Bewusste Entscheidung gegen Melkroboter
Die Chefin schätzt das Engagement ihrer Mitarbeiter. Als 2019 dem alten ein neuer Side-by-Side-Melkstand folgte, war das eine bewusste Entscheidung gegen Melkroboter. „Wir haben mit diesem Melksystem gute Erfahrungen gemacht. Es gab keinen Grund, zu wechseln. Uns ist es wichtig, die Tiere täglich zu sehen. Man muss seinen Bestand kennen, das ist äußert wichtig. Das wollten wir keinem Überwachungssystem überlassen“, sagt Christine Gerth.
Leichteres Melkzeug und ein höhenverstellbarer Fußboden im Melkstand brachten zudem Verbesserungen für Mensch und Tier. Mit dieser Entscheidung blieb die Milcherzeugung personalintensiv. Doch Christine Gerth ist sich sicher: „Mit dem Wechsel zu einem anderen Melksystem löst man keine Arbeitskräfteprobleme.“
Viele Puzzelteile für dauerhaft gute Rohmilchqualität
Sieben bis acht Arbeitskräfte kümmern sich in der Agrar eG Korbußen um die Tierhaltung. Allein für jeden Melkgang sind ein Fütterer, ein Treiber und ein Melker notwendig und das bei geteilten Schichten. „Damit haben wir momentan kaum Probleme. Die Mitarbeiter wohnen in der Nähe“, so die Vorstandschefin. Entscheidend sei, dass sich die Mitarbeiter wohlfühlen, ihre Arbeit wertgeschätzt wird und sie bereit sind, in einem solchen System motiviert zu arbeiten.

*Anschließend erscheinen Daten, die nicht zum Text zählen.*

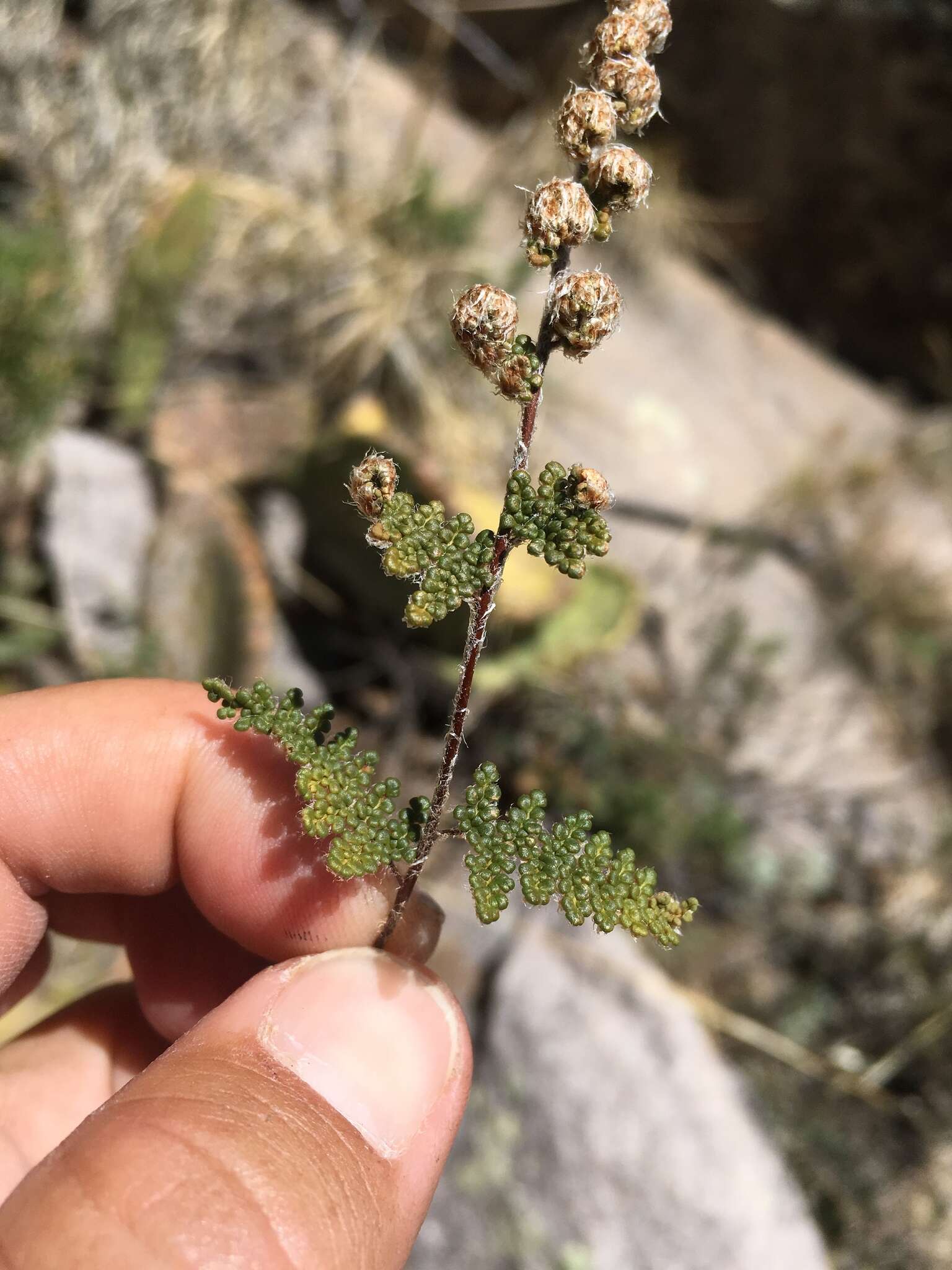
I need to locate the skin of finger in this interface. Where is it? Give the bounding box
[0,681,424,990]
[0,984,164,1201]
[0,938,50,1017]
[0,968,471,1270]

„Eine dauerhaft gute Rohmilchqualität ist das Ergebnis vieler kleiner Puzzleteile, die man richtig zusammensetzen muss.“ So widmen die Mitarbeiter der Pflege der Tiefliegeboxen besondere Aufmerksamkeit. „Der Feuchtigkeitsgehalt der Mischung muss stimmen. Auch die Kalksorte hat einen Einfluss. Wir haben viel ausprobiert, bis wir die richtige Mischung gefunden hatten.“ Das Ergebnis dieses Prozesses seien saubere Kühe.
Mensch statt Computer
Das Melkzeug werde zudem nach jeder Melkgruppe noch einmal gespült. In vier Gruppen kommen die Milchkühe zum Melkstand. Christine Gerth verlässt sich lieber auf Menschen statt auf Computer. „Uns ist Achtsamkeit bei der Arbeit wichtig“, sagt sie.

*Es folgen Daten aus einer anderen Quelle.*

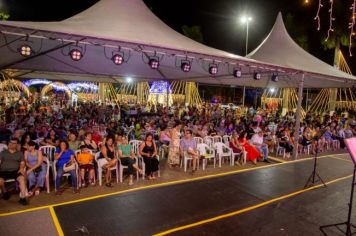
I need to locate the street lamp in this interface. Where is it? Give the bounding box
[240,16,252,55]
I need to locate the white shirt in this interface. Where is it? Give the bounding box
[251,134,263,144]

Die Top-Rohmilch können die Menschen seit 2017 auch direkt an der Milchtankstelle am Hof kaufen. „Der Verkauf lief anfänglich richtig gut. Wir konnten auf diesem Weg täglich bis zu 150 Liter Milch absetzen. Doch seit die Straßenbaumaßnahmen hier laufen, sind zwei Drittel des Umsatzes weggebrochen. Das sei aber längst nicht das einzige Problem, welches der Bau eines neuen Autobahnzubringers mit sich brachte. Die neue Zufahrt, die dem dort angesiedelten Gewerbegebiet „Korbwiesen“ zugutekommt, durchschneidet Flächen der Agrargenossenschaft. Um auf die durch den Straßenbau abgetrennten Flächen zu gelangen, müssen drei und mehr Kilometer Umweg pro Arbeitsgang gefahren werden. „Wir haben uns bis zuletzt dagegen gewehrt, wurden aber letztendlich im Rahmen des Planfeststellungsverfahrens, so wie fünf andere Flächeneigentümer auch, enteignet“, so die Vorsitzende.
Abwechslungsreiche Fruchtfolge nur mit der Milchkuhhaltung möglich
Durch das Wachsen des Gewerbegebietes Korbwiesen und den Straßenbau hat die Agrargenossenschaft bereits rund zwölf der ursprünglich 832 ha Fläche verloren – wertvoller Ackerboden mit einer Bodenwertzahl um die 50 und höher. Auf den verbliebenen 808 Hektar Ackerland wachsen Winter- und Sommergetreide, Raps, Zucker- und Futterrüben, Ackerfutter und Mais. Auf rund 30 ha findet Grassamenvermehrung statt.
Letztendlich sei diese abwechslungsreiche Fruchtfolge nur mit der Milchkuhhaltung möglich und wirtschaftlich sinnvoll, so Christine Gerth, weshalb sie der Überzeugung ist, dass die Agrargenossenschaft mit dem Erhalt der Milchproduktion die richtige Entscheidung getroffen hat.